THE UNSETTLING CASE OF COOK TEETS
“THE LAST SCENE!” trumpeted the Flesherton Advance on December 11, 1884. “Cook Teats [sic] Launched into Eternity.” The paper carried a long report on the execution of Cook Teets, hanged at the Owen Sound Gaol on December 5, 1884, for the murder of his new and very pregnant wife, Rosanna Leppard.
The case caused a sensation in the small farming community at the time. Teets undoubtedly had access to strychnine, which had been used to poison his wife, and he had taken out a $4,500 insurance policy on her life, payable to him in the event of her death. But he and his wife were living apart at the time of her death; he with his mother and she with hers. He did not have the opportunity to administer the fast-acting poison in the crucial early morning hours when Rosanna took ill and died. Additionally, Teets was completely blind and would have had difficulty in administering the foul-tasting poison without arousing suspicion.

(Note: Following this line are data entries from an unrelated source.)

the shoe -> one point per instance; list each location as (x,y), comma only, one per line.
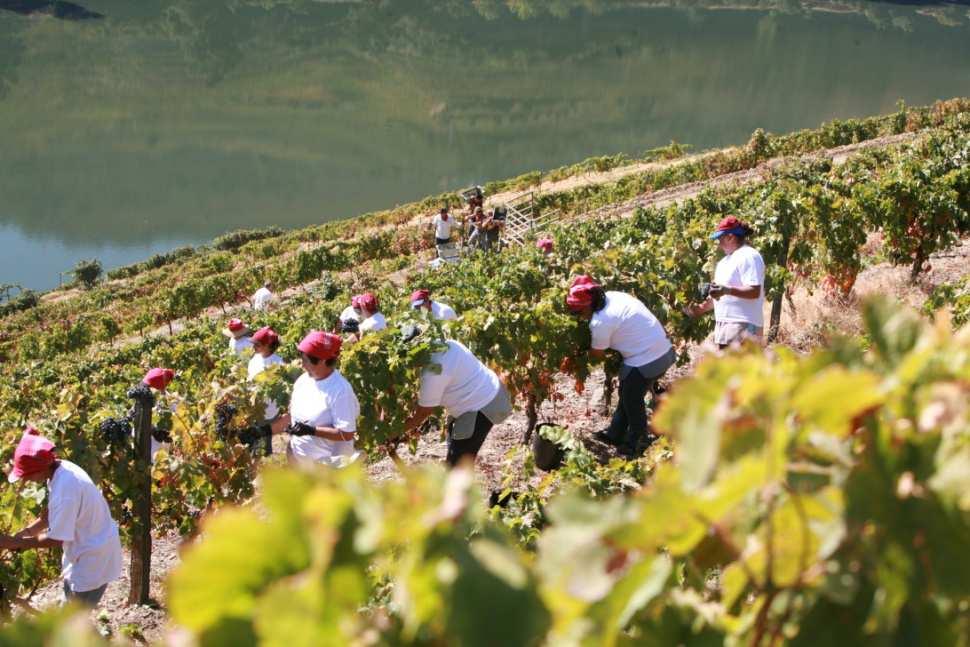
(629,452)
(604,437)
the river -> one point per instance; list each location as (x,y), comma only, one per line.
(128,128)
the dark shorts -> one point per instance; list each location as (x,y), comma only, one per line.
(458,449)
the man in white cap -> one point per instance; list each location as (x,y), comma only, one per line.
(76,520)
(240,337)
(263,297)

Newspapers of the day hinted that someone else might easily have taken advantage of the blind man to murder Rosanna and have the blame pinned on him. Suspicion fell on her disreputable and seemingly disturbed mother, who had access to her daughter that night and had threatened her in the past.

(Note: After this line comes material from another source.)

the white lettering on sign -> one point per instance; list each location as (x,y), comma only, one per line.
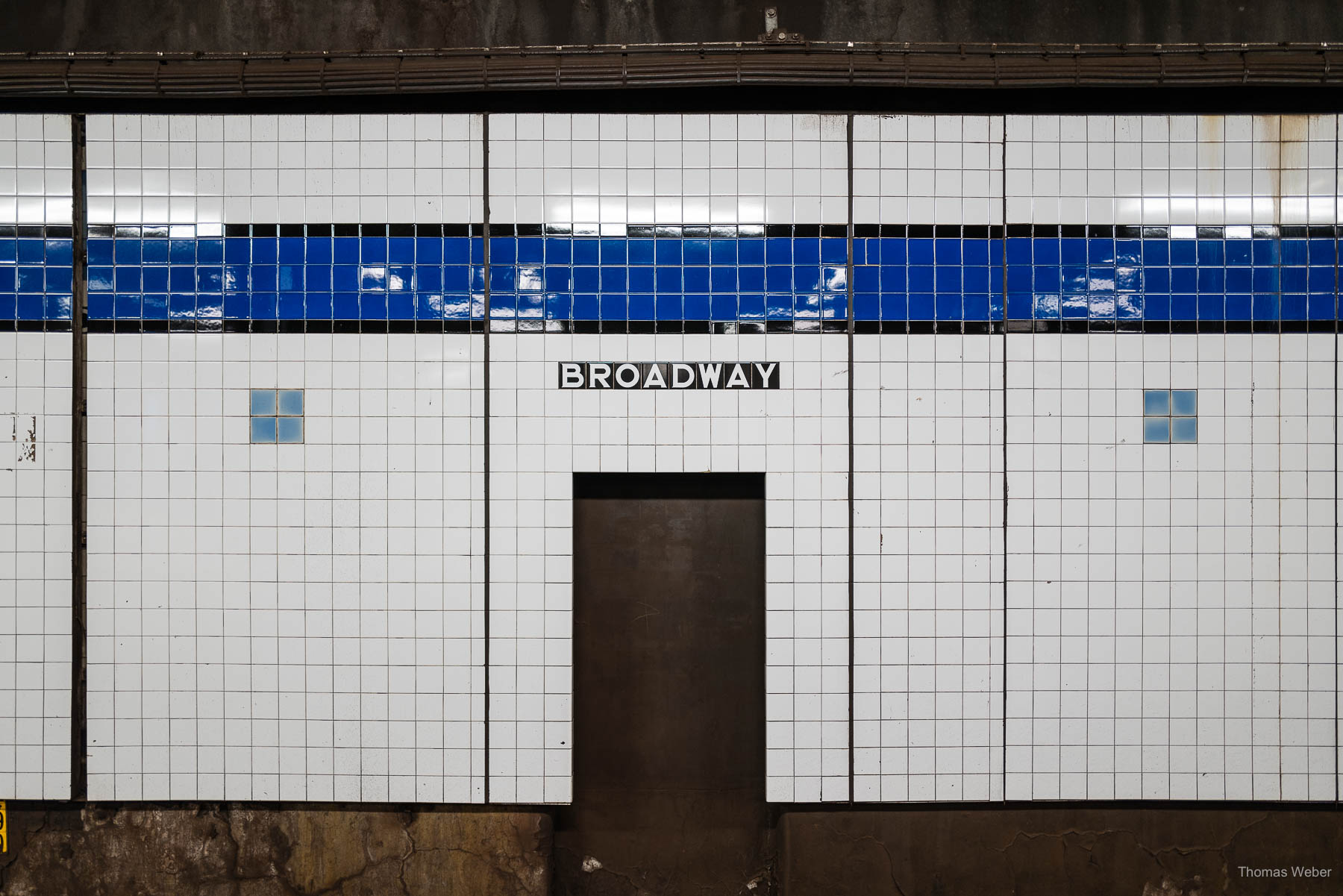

The case against Teets was based on what many in the community claimed was very flimsy circumstantial evidence. But in spite of a request for mercy from the jury and petitions for clemency from both residents of Grey County and members of the Ontario bar, Teets went to the gallows.
Was Cook Teets innocent?
He went to his death steadfastly protesting his innocence, and there is enough doubt swirling around the case to suggest that he was, in fact, wrongfully accused and wrongfully convicted.